Health care research: too much?
2015
2015-08-18-WP-scientists-are-trying-to-figure-out-the-best-ways-to-spend-money-on-science
Scientists are trying to figure out the best way to spend money on scienceBy Carolyn Johnson
Washington Post WongBlog, 2015-08-18
A provocative new study by two biologists appears at first glance to highlight a worrisome paradox: As the nation's investment in the science that underlies new therapies has increased over the past half century, the output that we actually care about most -- advances in health -- appears to be slipping.
If the federal investment in biomedical research is really getting less efficient over time by yielding fewer new drugs and additional years of life, that would be a clear call to reexamine policy. After all, the goal of the roughly $30 billion spent by the National Institutes of Health each year isn't merely to provide jobs for scientists and create reams of erudite scientific papers, but to help people live longer and better. But the analysis, published Monday in the Proceedings of the National Academy of Sciences, raises far more questions than it answers and may in fact reveal how little we know about how to measure the bang for our buck when it comes to funding the insights and innovations that improve health.

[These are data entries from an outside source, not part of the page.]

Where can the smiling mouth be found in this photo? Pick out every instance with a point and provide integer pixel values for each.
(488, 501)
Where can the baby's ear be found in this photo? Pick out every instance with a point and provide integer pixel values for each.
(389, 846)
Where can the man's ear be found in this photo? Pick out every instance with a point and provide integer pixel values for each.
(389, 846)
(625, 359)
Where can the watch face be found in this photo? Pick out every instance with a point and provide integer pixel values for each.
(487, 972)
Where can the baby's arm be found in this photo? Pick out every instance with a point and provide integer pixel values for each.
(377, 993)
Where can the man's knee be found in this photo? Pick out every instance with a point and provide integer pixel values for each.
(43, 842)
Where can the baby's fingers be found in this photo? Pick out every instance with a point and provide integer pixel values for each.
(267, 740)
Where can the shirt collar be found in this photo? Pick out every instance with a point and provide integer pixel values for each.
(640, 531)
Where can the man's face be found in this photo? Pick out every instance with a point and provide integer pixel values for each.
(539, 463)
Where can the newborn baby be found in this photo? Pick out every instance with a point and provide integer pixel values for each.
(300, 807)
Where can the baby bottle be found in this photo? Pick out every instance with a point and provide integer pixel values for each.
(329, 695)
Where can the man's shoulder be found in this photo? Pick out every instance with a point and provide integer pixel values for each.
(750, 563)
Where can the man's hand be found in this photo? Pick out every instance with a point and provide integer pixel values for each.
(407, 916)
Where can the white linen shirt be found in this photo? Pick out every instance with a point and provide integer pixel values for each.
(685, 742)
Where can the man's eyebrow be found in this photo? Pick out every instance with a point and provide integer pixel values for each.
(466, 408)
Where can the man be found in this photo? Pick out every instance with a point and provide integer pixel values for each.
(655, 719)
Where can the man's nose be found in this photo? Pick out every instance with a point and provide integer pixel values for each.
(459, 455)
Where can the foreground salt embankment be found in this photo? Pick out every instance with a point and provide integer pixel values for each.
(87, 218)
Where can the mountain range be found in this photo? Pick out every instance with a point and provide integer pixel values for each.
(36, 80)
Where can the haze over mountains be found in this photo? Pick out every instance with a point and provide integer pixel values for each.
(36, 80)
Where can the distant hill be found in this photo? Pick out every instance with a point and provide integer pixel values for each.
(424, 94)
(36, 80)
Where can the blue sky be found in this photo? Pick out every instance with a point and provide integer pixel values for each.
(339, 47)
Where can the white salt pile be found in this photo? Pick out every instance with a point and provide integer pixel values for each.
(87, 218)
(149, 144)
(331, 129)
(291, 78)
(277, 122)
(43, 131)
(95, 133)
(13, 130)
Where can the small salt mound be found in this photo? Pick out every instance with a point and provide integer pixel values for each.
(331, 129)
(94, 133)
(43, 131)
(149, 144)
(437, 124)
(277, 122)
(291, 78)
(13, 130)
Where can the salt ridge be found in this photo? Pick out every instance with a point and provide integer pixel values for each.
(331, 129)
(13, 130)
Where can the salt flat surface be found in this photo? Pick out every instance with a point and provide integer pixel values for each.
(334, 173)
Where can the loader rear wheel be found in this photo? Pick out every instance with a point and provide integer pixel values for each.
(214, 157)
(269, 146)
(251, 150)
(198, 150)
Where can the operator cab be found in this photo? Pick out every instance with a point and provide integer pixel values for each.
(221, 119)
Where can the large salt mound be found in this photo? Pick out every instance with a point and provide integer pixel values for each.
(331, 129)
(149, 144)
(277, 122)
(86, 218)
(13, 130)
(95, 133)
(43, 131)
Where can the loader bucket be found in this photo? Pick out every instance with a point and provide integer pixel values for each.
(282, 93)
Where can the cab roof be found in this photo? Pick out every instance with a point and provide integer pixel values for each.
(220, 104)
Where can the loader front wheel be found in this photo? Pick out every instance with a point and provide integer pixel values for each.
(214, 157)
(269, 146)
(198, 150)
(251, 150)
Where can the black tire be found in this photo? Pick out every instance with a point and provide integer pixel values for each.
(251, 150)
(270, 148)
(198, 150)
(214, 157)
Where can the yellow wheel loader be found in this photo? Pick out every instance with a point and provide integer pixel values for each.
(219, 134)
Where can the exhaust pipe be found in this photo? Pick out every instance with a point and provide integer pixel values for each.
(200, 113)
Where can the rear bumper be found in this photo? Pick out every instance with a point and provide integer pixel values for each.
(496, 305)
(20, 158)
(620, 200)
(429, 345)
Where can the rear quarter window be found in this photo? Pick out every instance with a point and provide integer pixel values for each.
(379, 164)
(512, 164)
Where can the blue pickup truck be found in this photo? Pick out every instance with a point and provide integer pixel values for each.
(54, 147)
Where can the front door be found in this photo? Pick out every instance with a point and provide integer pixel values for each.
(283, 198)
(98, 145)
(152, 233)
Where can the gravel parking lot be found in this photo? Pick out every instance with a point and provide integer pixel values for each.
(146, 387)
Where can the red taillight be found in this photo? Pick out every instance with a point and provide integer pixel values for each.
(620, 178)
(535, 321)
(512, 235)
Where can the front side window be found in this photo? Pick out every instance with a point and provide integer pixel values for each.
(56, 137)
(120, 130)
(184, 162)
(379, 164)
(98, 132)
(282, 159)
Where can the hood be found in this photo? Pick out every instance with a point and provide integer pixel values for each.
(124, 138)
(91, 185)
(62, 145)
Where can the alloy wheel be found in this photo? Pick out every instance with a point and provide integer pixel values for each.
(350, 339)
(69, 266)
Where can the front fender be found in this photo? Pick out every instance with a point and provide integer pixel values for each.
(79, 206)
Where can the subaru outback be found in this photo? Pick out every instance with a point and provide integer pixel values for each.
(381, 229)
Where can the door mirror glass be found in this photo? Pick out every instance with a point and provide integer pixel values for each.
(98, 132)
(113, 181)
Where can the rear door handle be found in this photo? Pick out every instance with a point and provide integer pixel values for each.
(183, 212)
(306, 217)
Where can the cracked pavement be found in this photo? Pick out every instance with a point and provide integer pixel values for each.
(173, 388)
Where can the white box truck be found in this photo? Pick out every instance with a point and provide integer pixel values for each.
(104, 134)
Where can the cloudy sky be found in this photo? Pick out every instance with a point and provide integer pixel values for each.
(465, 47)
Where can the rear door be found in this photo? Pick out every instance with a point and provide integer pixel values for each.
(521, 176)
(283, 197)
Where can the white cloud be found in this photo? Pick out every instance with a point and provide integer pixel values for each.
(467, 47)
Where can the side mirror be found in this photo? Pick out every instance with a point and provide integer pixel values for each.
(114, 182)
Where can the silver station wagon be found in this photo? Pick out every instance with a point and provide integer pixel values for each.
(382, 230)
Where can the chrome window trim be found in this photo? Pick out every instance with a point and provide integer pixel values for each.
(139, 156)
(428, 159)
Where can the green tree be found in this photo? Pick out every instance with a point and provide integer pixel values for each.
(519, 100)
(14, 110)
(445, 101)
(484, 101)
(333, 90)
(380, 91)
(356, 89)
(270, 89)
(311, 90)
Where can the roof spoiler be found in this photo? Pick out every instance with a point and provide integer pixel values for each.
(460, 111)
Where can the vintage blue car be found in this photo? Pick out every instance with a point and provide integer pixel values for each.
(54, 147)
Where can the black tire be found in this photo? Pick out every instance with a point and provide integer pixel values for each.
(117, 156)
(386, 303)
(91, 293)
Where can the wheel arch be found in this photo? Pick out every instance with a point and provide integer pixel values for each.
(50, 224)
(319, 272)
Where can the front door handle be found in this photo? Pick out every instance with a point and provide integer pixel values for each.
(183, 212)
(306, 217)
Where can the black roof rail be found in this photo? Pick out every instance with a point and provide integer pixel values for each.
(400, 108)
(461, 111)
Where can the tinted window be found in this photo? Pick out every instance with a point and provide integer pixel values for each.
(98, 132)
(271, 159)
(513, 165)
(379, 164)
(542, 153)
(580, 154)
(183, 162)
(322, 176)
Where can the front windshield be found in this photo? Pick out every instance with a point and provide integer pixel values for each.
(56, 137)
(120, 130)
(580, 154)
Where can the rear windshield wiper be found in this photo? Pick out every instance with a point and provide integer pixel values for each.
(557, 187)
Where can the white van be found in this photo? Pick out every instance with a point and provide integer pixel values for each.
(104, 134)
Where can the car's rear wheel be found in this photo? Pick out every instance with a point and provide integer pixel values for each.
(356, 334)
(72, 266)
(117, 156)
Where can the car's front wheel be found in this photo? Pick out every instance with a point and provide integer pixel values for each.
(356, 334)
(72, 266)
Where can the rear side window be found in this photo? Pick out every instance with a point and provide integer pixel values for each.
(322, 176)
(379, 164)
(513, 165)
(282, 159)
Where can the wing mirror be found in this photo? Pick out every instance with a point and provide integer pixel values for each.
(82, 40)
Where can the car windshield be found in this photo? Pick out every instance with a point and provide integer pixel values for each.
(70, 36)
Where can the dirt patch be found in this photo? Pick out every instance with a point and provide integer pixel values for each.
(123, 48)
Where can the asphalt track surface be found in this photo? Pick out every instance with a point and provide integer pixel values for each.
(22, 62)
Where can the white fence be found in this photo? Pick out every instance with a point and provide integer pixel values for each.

"I remember wondering if the pace of innovation from 1950 to 1980, when we only knew a certain amount [about biology], had been faster than the pace of innovation between 1980 and 2010," said Arturo Casadevall, chair of the department of molecular microbiology and immunology at Johns Hopkins Bloomberg School of Public Health. "Thinking of all the things that were found between 1950 and 1980: blood pressure medicines, antibiotics, heart transplants… and that had been learned with only a very limited amount of knowledge compared to what we know now. And I kept thinking, could things be slowing?"
Casadevall and graduate student Anthony Bowen used a pretty straightforward technique to try and answer the question. They compared the NIH budget, adjusted for inflation, with the number of new drugs approved by the Food and Drug Administration and the increases in life expectancy in the U.S. population over the same time period.
Those crude health measures didn't keep pace with the research investment. Funding increased four-fold since 1965, but the number of drugs only doubled. Life expectancy increased steadily, by two months per year.
But Pierre Azoulay, an economist at the Massachusetts Institute of Technology Sloan School of Management who has spent several years trying to answer the same question said that although the study is well-intentioned, it is rife with limitations and assumptions. For example, new drugs or life expectancy improvements will lag the science that lays the foundation for them, often by years or even decades. So examining the NIH budget year by year and comparing it to the number of drug approvals in that same year isn't a good measure of whether the investment is working.
"The question is whether that’s an interesting thing and whether that’s a policy-relevant fact. I would say not," Azoulay said. "I would say it is possible the productivity of biomedical research expenditures has been going down over time. It’s not outside the realm of possibilities, but we’re not going to learn whether this is a fact from this study."
Azoulay pointed out a number of other limitations . Although the researchers adjusted for inflation, they didn't take into account the increased cost of doing research. They didn't look at investment by the private sector. The research team did acknowledge that gains in life expectancy are harder to make when the average lifespan has increased due to previous success. But what this study -- and a handful of others published over the past few years -- may bring to light is not a stark drop in the efficiency of the U.S. federal expenditure on biomedical science, but our stunningly imperfect understanding of how to measure the return on the investment.
"NIH agrees that it is critical to assess whether progress in biomedical research is achieving its ultimately desired outcome – better health for the nation and the world," Francis Collins, the director of the NIH, said in a statement. "That is, however, a challenging task, and previous published economic analyses of the return on investment for NIH-supported research have led to radically different conclusions."
For example, a 2009 study in the same journal that examined research funding over 50 years in separate categories. In four disease areas -- cardiovascular disease, stroke, cancer and diabetes -- as research money flowed in, the mortality rates decreased.
Casadevall and Bowen said in an interview that their data is too premature to shape policy, but both believe it is important for scientists to begin to use the tools of science to understand how to make the best possible investments.
One possible interpretation of their data, Casadevall said, is that it has gotten tougher to make gains in life expectancy or new drugs because the easier diseases have been solved, leaving the trickiest ones -- such as Alzehimer's and Parkinson's -- to be unraveled. That might suggest that more investment will be needed to make progress.
However, the broader question of whether the federal expenditure on research really leads to gains in health is a crucial and sometimes divisive one. Calls for an expansion in funding for biomedical research have become pervasive as scientists find their livelihoods threatened by years of flat funding from the federal government, and they passionately argue that funding cuts will ultimately stall advances in medicine. Some critics believe that the underlying premise -- that more research money means more breakthroughs and better health -- needs to be more scientifically examined.
"I think where we need to start is here," said Daniel Sarewitz, a professor of science and society at Arizona State University. " We’re still in the grip of this silly belief if you pour more money into knowledge creation, you’ll get more benefit. Let’s have a conversation about the kinds of institutions we really need."